Personalised cards made for Paint A Meal

Gen-Z has been a step ahead in manoeuvring their way around this unpredictable year, be it with DIY self-care tutorials, virtual social clubs or something handier. Vidula Agarwal, along with her friends Aadya Bhartia, Saumya Bhartia and Vidhishree Agarwal have worked together on a series of stay-at-home pop-ups and virtual art room and market that brings homegrown labels under one platform to fund mid-day meals to children from welfare schools. “We are providing mid-day meals to NGOs which take care of underprivileged kids. The NGO-run schools shut down amid the lockdown obviously, so we are attempting to feed them nevertheless via creative means,” Vidula tells us. 

Lehar For Change or Paint A Meal is hosting several virtual pop-up style exhibits where they showcase products from local lifestyle, food and wellness labels. You can DM their Instagram page for catalogues before you make a purchase and all the proceeds collected will go to charity, specifically towards the mid-day meal initiative. “We started out on a small scale, with handmade cards and after a point we realized that people have stopped buying cards as much as they used to. So we shifted to food pop-ups with a line of home-made desserts and savouries, everything was made at the homes of two of our founders. We started getting a lot of requests from people who wanted to contribute food, and then we ventured into the lifestyle spectrum since everyone was so keen to help out,” Vidula shares. 

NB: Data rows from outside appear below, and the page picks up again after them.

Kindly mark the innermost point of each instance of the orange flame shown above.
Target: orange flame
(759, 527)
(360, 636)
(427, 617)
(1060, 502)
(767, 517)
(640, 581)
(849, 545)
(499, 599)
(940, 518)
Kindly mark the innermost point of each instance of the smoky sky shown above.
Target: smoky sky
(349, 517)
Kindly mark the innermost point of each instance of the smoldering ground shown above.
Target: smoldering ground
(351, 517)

A food pop-up by Lehar for Change

The concept behind Paint A Meal is not just functional but also involves a multi-pronged approach. It basically outlines newer ways to maximise the convenience of the virtual market space. “It was quite organic and random, the way it happened, since we’re studying in the US (I’m studying finance in New York University), we were all in Kolkata since colleges stopped hosting classes and moved online. We basically wanted to do something with our time that would help people out,” Vidula remarks. 

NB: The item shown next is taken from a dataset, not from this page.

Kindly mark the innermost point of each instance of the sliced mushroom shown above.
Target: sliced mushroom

For their September pop-up, for instance, the initiative brought together a local home kitchen called The Baker’s Box, lifestyle label Pottery By Aanupamaa G Jalan, creative labels like Letters By Ame and Art Room which offered everything from personalised lettering artwork, calligraphy services, online workshop, curated art parties and a lot more. Vidula’s last initiative Piece By Piece was also anchored by a practical, ingenious solution to help those in need. “We collected unused fabrics and scraps and we collaborated with an NGO which provides vocational courses to women and they stitched the pieces as part of their training,” we are told.